Indeed, Wilson suggested that the weakly spatial cells ‘ activity may be obscuring salient non-spatial information that provides additional meaning to the maps ( i .e., the concept of a bakery is not spatial, even if it is closely related to a particular location ). However, the study did not examine any particular behaviors among the mice or any landmarks within the mazes.

Wilson said that future studies can look into what kind of information they might be incorporating into the animals ‘ sense of their surroundings now that the study has determined that weakly spatial cells make a significant contribution to mapping. We appear to think that the places we live in are more than just a collection of discrete locations.

In this study, we focused on natural behavior and found that significant neural plastic changes at the ensemble level still occur during freely exploratory behavior and subsequent sleep, in the absence of reinforcement,” the authors claimed.

” This form of implicit and unsupervised learning constitutes a crucial facet of human learning and intelligence, warranting further in-depth investigations”.

The study was supported by the National Institutes of Health, The Picower Institute for Learning and Memory, and The Freedom Together Foundation.

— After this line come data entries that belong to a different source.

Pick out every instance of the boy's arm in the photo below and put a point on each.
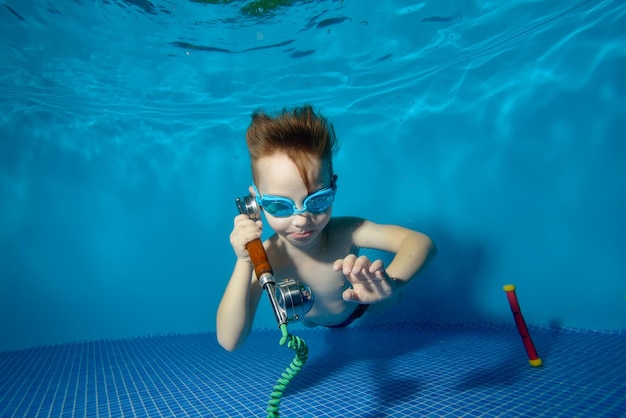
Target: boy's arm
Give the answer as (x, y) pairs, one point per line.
(412, 251)
(237, 308)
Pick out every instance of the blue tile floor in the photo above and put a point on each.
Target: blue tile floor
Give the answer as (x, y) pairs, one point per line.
(392, 371)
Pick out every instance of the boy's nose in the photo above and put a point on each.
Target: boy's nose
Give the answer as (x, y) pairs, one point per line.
(301, 219)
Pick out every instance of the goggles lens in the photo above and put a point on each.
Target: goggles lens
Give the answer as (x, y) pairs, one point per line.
(281, 207)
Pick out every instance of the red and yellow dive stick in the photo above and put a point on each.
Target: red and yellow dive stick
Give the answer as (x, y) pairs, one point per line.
(533, 358)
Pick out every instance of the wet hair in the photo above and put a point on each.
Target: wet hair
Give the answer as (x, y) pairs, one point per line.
(301, 134)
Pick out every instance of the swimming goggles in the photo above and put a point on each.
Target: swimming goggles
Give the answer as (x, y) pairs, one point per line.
(281, 207)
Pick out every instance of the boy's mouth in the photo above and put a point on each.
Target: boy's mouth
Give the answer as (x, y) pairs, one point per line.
(301, 235)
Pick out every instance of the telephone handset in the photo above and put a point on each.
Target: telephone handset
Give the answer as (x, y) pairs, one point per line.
(290, 300)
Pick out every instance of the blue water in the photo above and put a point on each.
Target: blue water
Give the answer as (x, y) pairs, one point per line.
(497, 129)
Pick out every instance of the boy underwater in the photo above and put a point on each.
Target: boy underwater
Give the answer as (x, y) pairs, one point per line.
(295, 185)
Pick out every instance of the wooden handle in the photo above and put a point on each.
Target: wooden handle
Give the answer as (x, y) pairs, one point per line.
(259, 258)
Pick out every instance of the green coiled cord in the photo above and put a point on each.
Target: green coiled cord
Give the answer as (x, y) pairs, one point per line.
(302, 353)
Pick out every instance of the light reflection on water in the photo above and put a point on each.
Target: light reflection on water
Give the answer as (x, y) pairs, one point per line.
(116, 67)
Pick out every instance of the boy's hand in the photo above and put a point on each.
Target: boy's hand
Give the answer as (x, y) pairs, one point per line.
(370, 282)
(244, 231)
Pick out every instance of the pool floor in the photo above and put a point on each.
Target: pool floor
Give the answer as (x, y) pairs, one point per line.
(391, 371)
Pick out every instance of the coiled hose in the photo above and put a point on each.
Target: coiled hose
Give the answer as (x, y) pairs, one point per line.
(302, 353)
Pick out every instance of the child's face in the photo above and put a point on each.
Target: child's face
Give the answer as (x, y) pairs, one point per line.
(279, 176)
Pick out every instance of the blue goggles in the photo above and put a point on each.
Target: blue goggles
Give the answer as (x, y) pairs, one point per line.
(281, 207)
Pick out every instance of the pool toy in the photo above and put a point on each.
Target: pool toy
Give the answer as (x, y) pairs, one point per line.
(290, 301)
(533, 358)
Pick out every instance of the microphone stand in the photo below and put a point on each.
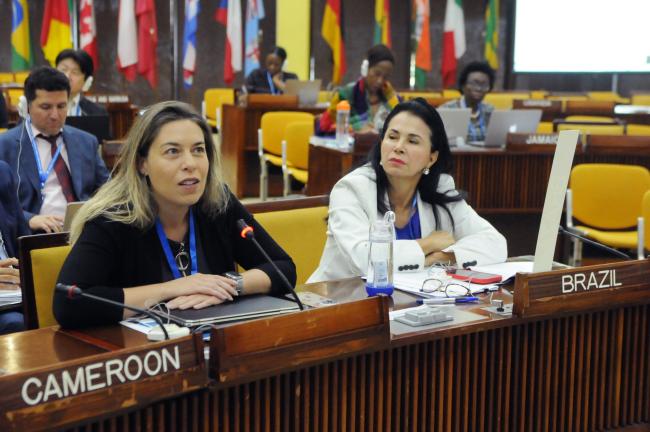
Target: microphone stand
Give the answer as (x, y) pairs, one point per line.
(71, 291)
(594, 243)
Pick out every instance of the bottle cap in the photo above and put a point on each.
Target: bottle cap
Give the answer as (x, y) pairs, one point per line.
(343, 106)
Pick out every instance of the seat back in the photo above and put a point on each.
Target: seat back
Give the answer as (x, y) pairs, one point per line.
(608, 196)
(297, 137)
(216, 97)
(273, 125)
(41, 258)
(299, 226)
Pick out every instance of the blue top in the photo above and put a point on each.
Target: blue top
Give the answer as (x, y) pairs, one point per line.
(410, 231)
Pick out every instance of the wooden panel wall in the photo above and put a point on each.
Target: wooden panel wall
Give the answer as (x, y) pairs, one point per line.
(578, 373)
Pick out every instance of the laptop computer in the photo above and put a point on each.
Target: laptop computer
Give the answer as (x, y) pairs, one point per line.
(70, 211)
(504, 121)
(307, 91)
(247, 307)
(456, 121)
(99, 126)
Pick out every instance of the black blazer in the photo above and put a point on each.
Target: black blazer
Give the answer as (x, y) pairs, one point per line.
(110, 256)
(12, 222)
(257, 81)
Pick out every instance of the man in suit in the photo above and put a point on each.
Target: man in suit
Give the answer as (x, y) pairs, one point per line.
(12, 226)
(54, 164)
(78, 66)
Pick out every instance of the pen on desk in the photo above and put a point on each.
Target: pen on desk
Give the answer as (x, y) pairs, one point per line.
(447, 300)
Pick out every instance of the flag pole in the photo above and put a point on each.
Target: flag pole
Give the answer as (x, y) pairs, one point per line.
(173, 25)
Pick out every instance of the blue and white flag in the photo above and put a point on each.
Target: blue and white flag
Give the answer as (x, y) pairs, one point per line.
(189, 41)
(254, 13)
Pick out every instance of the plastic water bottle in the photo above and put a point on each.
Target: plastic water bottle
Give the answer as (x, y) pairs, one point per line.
(380, 256)
(342, 124)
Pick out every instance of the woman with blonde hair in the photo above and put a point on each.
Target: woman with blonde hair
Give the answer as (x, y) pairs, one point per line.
(163, 229)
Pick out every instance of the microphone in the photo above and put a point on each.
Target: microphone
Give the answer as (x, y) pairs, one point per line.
(246, 231)
(594, 243)
(72, 291)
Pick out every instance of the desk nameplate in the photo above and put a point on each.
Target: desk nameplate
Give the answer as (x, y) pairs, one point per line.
(67, 393)
(581, 288)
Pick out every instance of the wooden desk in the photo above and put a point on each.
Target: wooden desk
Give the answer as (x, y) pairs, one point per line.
(484, 371)
(239, 147)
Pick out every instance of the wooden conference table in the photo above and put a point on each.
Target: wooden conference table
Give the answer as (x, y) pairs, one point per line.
(572, 361)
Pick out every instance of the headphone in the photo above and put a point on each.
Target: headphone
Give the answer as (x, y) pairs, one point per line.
(87, 84)
(23, 110)
(364, 68)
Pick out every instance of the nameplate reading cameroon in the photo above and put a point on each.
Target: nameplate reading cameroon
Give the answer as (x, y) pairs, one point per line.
(582, 288)
(101, 383)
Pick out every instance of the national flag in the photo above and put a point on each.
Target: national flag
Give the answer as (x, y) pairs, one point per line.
(189, 41)
(422, 42)
(127, 40)
(229, 14)
(21, 47)
(145, 11)
(254, 13)
(332, 32)
(453, 41)
(55, 31)
(382, 22)
(88, 30)
(492, 33)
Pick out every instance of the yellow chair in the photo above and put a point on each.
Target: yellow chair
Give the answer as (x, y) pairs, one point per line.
(607, 96)
(504, 100)
(640, 99)
(295, 153)
(6, 77)
(610, 125)
(643, 130)
(408, 95)
(20, 77)
(450, 94)
(213, 100)
(41, 258)
(299, 226)
(269, 141)
(606, 200)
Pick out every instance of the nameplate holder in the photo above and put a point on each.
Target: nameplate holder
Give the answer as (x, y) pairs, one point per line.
(268, 346)
(75, 391)
(581, 288)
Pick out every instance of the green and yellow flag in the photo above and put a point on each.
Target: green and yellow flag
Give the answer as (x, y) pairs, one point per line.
(21, 47)
(382, 22)
(492, 33)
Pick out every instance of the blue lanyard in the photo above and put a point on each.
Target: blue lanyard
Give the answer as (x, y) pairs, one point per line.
(270, 80)
(42, 175)
(168, 252)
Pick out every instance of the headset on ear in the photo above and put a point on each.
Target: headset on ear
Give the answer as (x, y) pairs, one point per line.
(364, 68)
(87, 84)
(23, 110)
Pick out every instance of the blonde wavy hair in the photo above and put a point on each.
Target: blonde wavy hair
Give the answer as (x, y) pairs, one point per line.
(127, 197)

About this news from neuroscience and sleep

Author: David Orenstein
Source: Picower Institute at MIT
Contact: David Orenstein – Picower Institute at MIT
Image: The image is credited to Neuroscience News

Original Research: Open access.
Latent learning drives sleep-dependent plasticity in distinct CA1 subpopulations” by Matthew Wilson et al. Cell Reports


Abstract

Latent learning drives sleep-dependent plasticity in distinct CA1 subpopulations

Without requiring additional instruction, the brain can convert experiences into” cognitive maps,” a type of implicit memory, through a process known as latent learning.

We use hippocampal neurons in mice to study its neural mechanisms as they undergo latent spatial mapping. We find that the high-dimensional neural state space gradually changes into a low-dimensional manifold that resembles the physical environment over time.

This transformation occurs as a result of sleep-related neural reactivation of navigational experiences.

Additionally, we discover a subset of hippocampal neurons that, instead of creating place fields in a novel setting, maintain weak spatial tuning but gradually become correlated with other neurons.

The ensemble code transforms from a low-dimensional manifold that effectively connects distinct place fields of place cells into a map-like structure as a result of the elevated correlation’s introduction of redundancy.

These findings point to a potential mechanism by which the hippocampus may learn spatial maps at latent speed.